SD-055: Differentiable CEM Selection Approximation
Claim ID: SD-055 Subject: hippocampal.differentiable_cem_selection Status: IMPLEMENTED 2026-05-15 (substrate-readiness PASS V3-EXQ-568 20260515T204931Z) Registered: 2026-05-15 Depends on: SD-016 (frontal cue integration – cue_action_proj consumer) Blocks: ARC-072 (gap 2 V3 staging), MECH-326 (differentiable PFC-to-retrieval path prerequisite)
Problem
EXP-0155 and V3-EXQ-449 established that cue_action_proj receives zero gradient under default HippocampalModule CEM: elite selection uses argsort on trajectory scores, and agent.py detaches action_bias before rollouts. The structural hook from SD-016 is present but the selection operator is not differentiable.
Failure signature: cue_action_proj.weight grad norm = 0.0; action_bias_divergence ~ 0.0 in SD-016-enabled experiments.
Solution
Opt-in softmax-weighted mean over all candidate action-object sequences when use_differentiable_cem=True:
weights = softmax(-scores / temperature) # lower score -> higher weight
ao_mean = sum_i weights[i] * ao_seq[i]
Legacy path (use_differentiable_cem=False, default): argsort elite indices + indexed mean unchanged.
Module: ree_core/hippocampal/module.py (post-elite refit distribution block).
Config: HippocampalConfig.use_differentiable_cem (bool, default False); HippocampalConfig.differentiable_cem_temperature (float, default 1.0). Surfaced via REEConfig.from_dims(...).
ARC-007 STRICT preserved: scoring still uses _score_trajectory over residue terrain; no value head added in hippocampal module.
Architecture Context
- SD-016
cue_action_projinjects PFC affordance bias into E2 rollouts inside CEM. - SD-055 restores gradient flow when the flag is ON; it does not implement MECH-325 trajectory library or MECH-326 context-sensitive retrieval gate.

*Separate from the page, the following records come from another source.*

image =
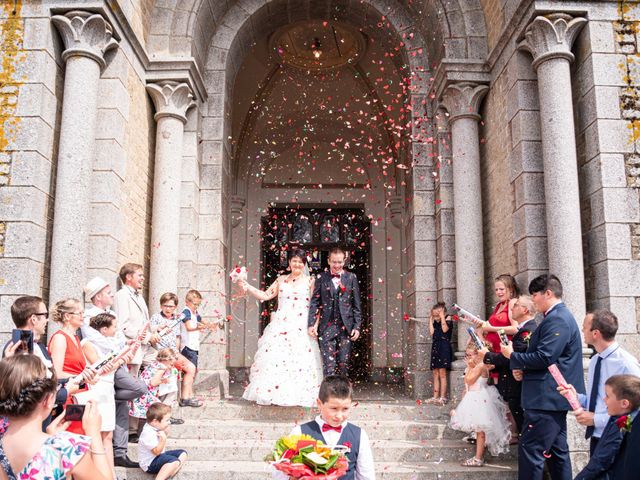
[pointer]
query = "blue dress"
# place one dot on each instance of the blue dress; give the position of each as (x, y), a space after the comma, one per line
(441, 352)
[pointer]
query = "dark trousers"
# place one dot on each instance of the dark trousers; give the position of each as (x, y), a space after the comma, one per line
(335, 347)
(593, 443)
(515, 406)
(544, 437)
(127, 388)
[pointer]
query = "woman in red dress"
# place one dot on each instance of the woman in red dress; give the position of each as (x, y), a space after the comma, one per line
(64, 347)
(507, 292)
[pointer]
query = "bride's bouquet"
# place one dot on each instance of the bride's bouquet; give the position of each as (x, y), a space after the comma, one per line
(305, 458)
(238, 274)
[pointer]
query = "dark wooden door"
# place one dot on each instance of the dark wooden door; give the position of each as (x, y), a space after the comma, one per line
(316, 230)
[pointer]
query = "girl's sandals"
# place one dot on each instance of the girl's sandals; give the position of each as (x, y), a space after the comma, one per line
(472, 462)
(190, 402)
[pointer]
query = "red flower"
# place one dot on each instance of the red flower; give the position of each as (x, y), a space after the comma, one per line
(624, 423)
(288, 454)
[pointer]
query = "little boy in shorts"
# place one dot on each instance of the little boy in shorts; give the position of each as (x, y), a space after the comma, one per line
(191, 325)
(152, 453)
(622, 398)
(332, 428)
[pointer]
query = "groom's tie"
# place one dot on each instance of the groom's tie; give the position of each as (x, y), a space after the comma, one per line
(326, 427)
(593, 397)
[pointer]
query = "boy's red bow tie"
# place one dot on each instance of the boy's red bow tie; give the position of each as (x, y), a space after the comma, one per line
(326, 427)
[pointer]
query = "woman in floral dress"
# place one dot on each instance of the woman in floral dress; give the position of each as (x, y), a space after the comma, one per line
(27, 395)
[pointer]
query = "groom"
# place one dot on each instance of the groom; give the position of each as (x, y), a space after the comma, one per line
(337, 296)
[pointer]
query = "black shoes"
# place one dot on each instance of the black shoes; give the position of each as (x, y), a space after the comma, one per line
(125, 462)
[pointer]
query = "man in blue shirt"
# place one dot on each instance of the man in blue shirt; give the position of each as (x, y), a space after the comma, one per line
(599, 329)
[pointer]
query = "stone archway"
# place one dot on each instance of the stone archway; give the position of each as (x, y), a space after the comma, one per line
(220, 46)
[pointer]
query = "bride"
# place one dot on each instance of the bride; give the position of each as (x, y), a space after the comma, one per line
(287, 368)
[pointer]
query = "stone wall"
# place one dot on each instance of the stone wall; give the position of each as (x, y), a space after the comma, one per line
(606, 85)
(497, 187)
(31, 79)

- Complements ARC-065 support-preserving CEM (within-tick diversity) but addresses a different failure mode (cross-tick cue learning, ARC-072 gap 2).
What This SD Enables
| Downstream | Scope |
|---|---|
| ARC-072 gap 2 | V3 staging: gradient can reach cue_action_proj under differentiable CEM |
| MECH-326 | Prerequisite for V3 staging path in claims.yaml (full routing still V4) |
| SD-016 experiments | May enable supervised / joint training paths previously blocked |
Behavioural claim (cue-conditioned candidate divergence on goal-rich env) is not validated by substrate-readiness; requires a separate training experiment.
Related Claims
MECH-326, ARC-072, SD-016, INV-073, MECH-325
Validation: V3-EXQ-568 (diagnostic, non_contributory, PASS 5/5 UC, grad_max=372).
Smoke: ree-v3/smoke_sd055_differentiable_cem.py (4/4 PASS).